O.C: I enjoyed it, but I actually thought it was more fantasy than reality. I'd like to meet a guy like Don Clericuzio -- a guy that had connections in Italy, Las Vegas, East Hampton, here, there, that knew everybody in the world. I'd like to marry his daughter.

Ms. Schiro-Scarpa: The man clearly got a little overextended.

Diamond: It's like a poor rewrite of "The Godfather." There's no details in this book. One thing that you enjoyed about "The Godfather," and how you could put the book down and savor each chapter, was that every time you had a character, you learned something about that person, his thought process, his philosophy, his limitations, and where he came from. Puzo had a beautiful knowledge of ethnic backgrounds. None of that is in this book.

Connolly: Did the book accurately portray the Mafia as it is today?

O.C.: It really doesn't. It showed the deceit and treachery, but it made everything seem like life was just really happy. Everybody in the book was happily engaged. Nobody got hurt. Nobody says, "Oh, if you get arrested, don't worry. They'll get you the high-priced lawyer, they'll get you out on bail, they'll bribe the witness, they'll bribe the juror." Yeah, they've got an allegation against John Gotti that he got to the jurors. Tell me how many other places and times that's ever happened?

Diamond: So we've lived now through 30 years of people who think it's fine that their Sonny is buried at the age of 24, or doing 25 years in prison at the age of 26 because he's a stand-up guy or knock-around guy, because he followed the rules of "The Godfather," right? And I've buried three generations of people I've represented, and I've got people I've represented in jail with no hope of ever getting out who actually believe that line of crap, and raise their children that way. It's bad enough that we ruined two generations of people already with his last book. At least what he was quoting there was founded in fact.
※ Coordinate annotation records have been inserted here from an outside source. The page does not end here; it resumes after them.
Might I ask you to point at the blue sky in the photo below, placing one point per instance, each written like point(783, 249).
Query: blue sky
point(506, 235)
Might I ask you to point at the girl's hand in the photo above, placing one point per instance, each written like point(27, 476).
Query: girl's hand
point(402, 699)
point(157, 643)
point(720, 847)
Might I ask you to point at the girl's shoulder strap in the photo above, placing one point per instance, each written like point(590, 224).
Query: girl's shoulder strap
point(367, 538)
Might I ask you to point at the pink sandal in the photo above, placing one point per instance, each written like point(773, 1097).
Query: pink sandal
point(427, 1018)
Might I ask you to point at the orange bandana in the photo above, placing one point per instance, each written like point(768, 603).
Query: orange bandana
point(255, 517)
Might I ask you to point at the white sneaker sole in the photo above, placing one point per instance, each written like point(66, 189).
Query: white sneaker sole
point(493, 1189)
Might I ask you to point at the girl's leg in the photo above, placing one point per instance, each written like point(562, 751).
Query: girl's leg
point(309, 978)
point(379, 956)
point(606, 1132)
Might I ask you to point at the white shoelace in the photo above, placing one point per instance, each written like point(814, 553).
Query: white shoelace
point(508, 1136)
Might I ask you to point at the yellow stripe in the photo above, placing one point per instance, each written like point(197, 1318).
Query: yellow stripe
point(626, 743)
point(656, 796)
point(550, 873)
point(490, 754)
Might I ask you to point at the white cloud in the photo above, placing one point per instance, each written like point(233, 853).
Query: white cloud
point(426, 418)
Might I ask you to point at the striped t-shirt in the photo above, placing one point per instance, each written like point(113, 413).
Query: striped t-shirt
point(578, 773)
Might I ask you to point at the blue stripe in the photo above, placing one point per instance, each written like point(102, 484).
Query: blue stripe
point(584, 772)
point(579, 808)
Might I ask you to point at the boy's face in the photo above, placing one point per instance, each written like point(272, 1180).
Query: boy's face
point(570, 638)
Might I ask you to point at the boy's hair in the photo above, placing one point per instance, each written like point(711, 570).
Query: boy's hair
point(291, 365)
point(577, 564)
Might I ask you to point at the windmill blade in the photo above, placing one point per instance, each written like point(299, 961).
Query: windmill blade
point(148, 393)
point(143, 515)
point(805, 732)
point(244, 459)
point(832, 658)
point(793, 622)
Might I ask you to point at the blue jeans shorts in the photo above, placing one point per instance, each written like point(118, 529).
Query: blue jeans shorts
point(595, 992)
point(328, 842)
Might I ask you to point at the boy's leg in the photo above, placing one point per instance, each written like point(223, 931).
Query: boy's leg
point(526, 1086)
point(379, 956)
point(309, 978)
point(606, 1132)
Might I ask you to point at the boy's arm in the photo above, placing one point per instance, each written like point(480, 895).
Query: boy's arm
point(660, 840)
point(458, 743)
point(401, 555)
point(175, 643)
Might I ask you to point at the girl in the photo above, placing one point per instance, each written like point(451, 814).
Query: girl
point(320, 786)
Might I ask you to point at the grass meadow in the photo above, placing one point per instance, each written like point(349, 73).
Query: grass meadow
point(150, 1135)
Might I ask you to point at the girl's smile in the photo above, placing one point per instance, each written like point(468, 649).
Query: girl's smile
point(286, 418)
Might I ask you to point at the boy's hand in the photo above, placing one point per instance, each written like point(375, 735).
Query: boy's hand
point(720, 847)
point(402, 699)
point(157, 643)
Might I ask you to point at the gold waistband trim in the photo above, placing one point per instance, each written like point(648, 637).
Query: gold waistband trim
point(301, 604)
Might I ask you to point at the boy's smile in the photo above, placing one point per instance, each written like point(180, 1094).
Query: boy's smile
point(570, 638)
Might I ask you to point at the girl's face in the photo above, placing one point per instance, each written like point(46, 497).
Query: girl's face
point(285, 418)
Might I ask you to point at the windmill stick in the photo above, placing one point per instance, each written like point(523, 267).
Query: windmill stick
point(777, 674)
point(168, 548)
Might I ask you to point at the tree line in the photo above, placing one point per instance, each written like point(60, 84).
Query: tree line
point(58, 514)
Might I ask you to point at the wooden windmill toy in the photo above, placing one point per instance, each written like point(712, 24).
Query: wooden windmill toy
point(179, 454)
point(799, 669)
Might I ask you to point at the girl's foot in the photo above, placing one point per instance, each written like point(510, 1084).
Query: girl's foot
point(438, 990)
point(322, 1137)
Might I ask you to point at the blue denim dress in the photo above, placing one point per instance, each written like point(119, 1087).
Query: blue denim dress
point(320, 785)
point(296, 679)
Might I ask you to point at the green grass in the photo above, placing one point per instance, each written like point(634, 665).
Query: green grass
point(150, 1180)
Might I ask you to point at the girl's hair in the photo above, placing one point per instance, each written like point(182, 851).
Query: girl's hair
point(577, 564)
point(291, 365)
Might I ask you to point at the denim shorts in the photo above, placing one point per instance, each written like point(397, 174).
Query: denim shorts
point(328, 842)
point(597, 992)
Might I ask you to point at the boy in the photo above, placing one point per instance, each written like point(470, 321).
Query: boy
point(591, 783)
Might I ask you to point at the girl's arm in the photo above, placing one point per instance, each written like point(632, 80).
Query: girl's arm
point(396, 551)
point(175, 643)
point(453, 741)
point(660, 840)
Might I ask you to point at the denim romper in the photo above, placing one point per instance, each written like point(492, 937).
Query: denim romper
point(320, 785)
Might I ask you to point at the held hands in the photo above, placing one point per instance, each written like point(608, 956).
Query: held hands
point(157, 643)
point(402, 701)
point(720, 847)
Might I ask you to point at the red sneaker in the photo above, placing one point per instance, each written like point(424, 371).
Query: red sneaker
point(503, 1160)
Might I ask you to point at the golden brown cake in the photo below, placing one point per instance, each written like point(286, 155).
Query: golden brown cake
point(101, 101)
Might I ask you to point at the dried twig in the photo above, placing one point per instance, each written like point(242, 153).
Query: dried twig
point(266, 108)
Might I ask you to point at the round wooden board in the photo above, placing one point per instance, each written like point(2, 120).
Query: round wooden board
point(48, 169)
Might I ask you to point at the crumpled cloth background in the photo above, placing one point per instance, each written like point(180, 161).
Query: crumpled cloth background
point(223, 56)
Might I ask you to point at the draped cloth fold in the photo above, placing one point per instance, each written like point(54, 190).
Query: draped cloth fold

Ms. Schiro-Scarpa: The actual old-timers, the good fellas, are gone. Now you have these wanna-bes. Aside from selling drugs, they're on them themselves. And where do they go? They go nowhere. They end up either dead in the street or in jail.

Connolly: How about the dialogue?

Diamond: In "The Godfather," there were direct quotes from what was really going on. Now I think he believes that he can make up expressions that will become real, like life imitating art, because some jerk, probably, when this book comes out, is going to start using that expression. In the book, you never heard one guy in Hollywood call (the Don's nephew) a "guinea" behind his back. Now, you know the first thing they do when they leave the room is the guys in the room say, "That guinea b---."

Connolly: What else did Puzo get wrong?

Diamond: If you sit there and you listen to the characters in the book, they're all respectful. It never worked that way. When you sat at meetings, everybody was calling each other obscenities, and they yelled at each other. They told the boss, "What are you, crazy?" There was never this dignified thing. They're making it seem something that it's not. You cannot glorify these people, because the very, very best of them that I've ever known was nothing but scum.

Like I say, you can't waste two more generations of people who want to emulate these characters. The only thing he did say was the American-born are weak, and they don't have the omer, which is true.

But they're weak as well because they're marginal idiots. They don't finish school. Their main ambition by the time they hit 13 is, if they've read "The Godfather" as mandatory reading in the house, they will never finish school, and hang out in the social club fetching coffee and trying to get involved in stickups.

Second of all, there's nobody around long enough for them to emulate, because they're all doing time -- because they're all idiots anyway.